Use CLIP and SigLIP models to embed text and images into the same vector space, enabling cross-modal similarity search entirely in the browser.
Core API Reference
For full API reference, options, result types, and custom providers, see the Core Multimodal Embeddings guide.
Getting Started
pnpm install @localmode/core @localmode/transformersimport { embed, embedImage, cosineSimilarity } from '@localmode/core';
import { transformers } from '@localmode/transformers';
const model = transformers.multimodalEmbedding('Xenova/clip-vit-base-patch32');
// Text and images share the same vector space
const { embedding: textVec } = await embed({ model, value: 'a golden retriever' });
const { embedding: imgVec } = await embedImage({ model, image: dogPhoto });
const similarity = cosineSimilarity(textVec, imgVec);
console.log(`Match: ${(similarity * 100).toFixed(1)}%`);Recommended Models
| Model | Dimensions | Size | Notes |
|---|---|---|---|
Xenova/clip-vit-base-patch32 | 512 | ~340MB | Fast, good general quality |
Xenova/clip-vit-base-patch16 | 512 | ~340MB | Better accuracy, slightly slower |
Xenova/siglip-base-patch16-224 | 768 | ~400MB | Improved CLIP variant |
Provider Configuration
import { createTransformers } from '@localmode/transformers';
const myTransformers = createTransformers({
device: 'webgpu', // Use WebGPU for faster inference
quantized: true, // Use quantized models (default)

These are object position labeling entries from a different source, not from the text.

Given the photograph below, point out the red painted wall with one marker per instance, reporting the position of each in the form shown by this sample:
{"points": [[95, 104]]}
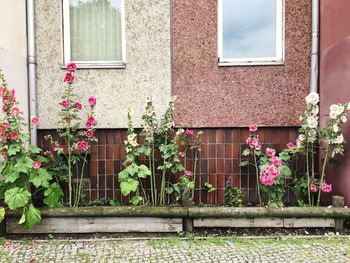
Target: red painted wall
{"points": [[335, 79], [212, 96]]}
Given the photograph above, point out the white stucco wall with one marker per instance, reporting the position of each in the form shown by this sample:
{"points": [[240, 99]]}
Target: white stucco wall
{"points": [[147, 72], [13, 48]]}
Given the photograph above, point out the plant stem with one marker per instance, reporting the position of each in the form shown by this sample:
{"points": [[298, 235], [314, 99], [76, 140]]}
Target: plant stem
{"points": [[154, 175], [80, 181], [322, 176], [257, 179], [151, 179], [308, 174], [194, 172]]}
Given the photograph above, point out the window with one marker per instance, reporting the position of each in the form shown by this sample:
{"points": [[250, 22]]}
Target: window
{"points": [[250, 32], [94, 33]]}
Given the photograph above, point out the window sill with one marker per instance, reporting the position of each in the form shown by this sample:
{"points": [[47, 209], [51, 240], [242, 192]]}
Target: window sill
{"points": [[252, 63], [119, 65]]}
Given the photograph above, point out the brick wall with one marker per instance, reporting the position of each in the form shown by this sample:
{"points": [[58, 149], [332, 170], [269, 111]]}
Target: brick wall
{"points": [[218, 160]]}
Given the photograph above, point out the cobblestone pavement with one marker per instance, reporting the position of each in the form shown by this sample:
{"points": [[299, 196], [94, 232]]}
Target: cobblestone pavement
{"points": [[213, 249]]}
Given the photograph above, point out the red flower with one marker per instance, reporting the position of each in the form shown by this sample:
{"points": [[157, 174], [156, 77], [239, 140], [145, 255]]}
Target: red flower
{"points": [[83, 145], [14, 136], [35, 120], [68, 78], [71, 67], [92, 101], [65, 104], [15, 111], [89, 134], [36, 165], [78, 105], [91, 120]]}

onProgress: (p) => console.log(`Loading: ${p.progress}%`),
});
const model = myTransformers.multimodalEmbedding('Xenova/clip-vit-base-patch32');Per-Model Settings
const model = transformers.multimodalEmbedding('Xenova/clip-vit-base-patch32', {
device: 'wasm', // Override device for this model
quantized: false, // Use full-precision weights
onProgress: (p) => updateUI(p),
});Lazy Encoder Loading
The CLIP model has separate text and vision encoders. They load lazily:
- Text encoder loads on the first
embed()/doEmbed()call - Vision encoder loads on the first
embedImage()/doEmbedImage()call
This means if you only use text embeddings, the vision encoder is never downloaded, saving bandwidth and memory.
Recipes
Image Search Engine
Index product images and search with natural language:
import { embed, embedImage, createVectorDB } from '@localmode/core';
import { transformers } from '@localmode/transformers';
const model = transformers.multimodalEmbedding('Xenova/clip-vit-base-patch32');
const db = await createVectorDB({ name: 'products', dimensions: 512 });
// Index: embed each product image
for (const product of catalog) {
const { embedding } = await embedImage({ model, image: product.imageBlob });
await db.add({
id: product.id,
vector: embedding,
metadata: { name: product.name, price: product.price },
});
}
// Search: find products matching text
const { embedding: queryVec } = await embed({ model, value: 'red leather handbag' });
const results = await db.search(queryVec, { k: 10 });Reverse Image Search
Find similar images using an image query:
import { embedImage, embedManyImages } from '@localmode/core';
const model = transformers.multimodalEmbedding('Xenova/clip-vit-base-patch32');
// Embed query image
const { embedding: queryVec } = await embedImage({ model, image: queryPhoto });
// Compare against indexed images
const results = await db.search(queryVec, { k: 5 });Batch Image Indexing
import { embedManyImages } from '@localmode/core';
const { embeddings } = await embedManyImages({
model,
images: productImages, // Array of Blobs or URLs
});
// Store all embeddings
for (let i = 0; i < embeddings.length; i++) {
await db.add({
id: `product-${i}`,
vector: embeddings[i],
metadata: { index: i },
});
}Image Input Formats
The ImageInput type accepts:
| Format | Example | Notes |
|---|---|---|
Blob | new Blob([data], { type: 'image/jpeg' }) | Most common from file inputs |
string (URL) | 'https://example.com/photo.jpg' | Fetched automatically |
string (data URI) | 'data:image/png;base64,...' | From canvas or file reader |
ArrayBuffer | await file.arrayBuffer() | Raw binary data |
Tips
- L2 normalization: Both text and image embeddings are L2-normalized by the provider, so cosine similarity gives well-calibrated cross-modal scores.
- Memory: CLIP loads two separate encoders. On memory-constrained devices, consider using only one modality at a time.
- Batch size: The default
maxEmbeddingsPerCallis 32. For large batches, useembedManyImages()which handles batching automatically.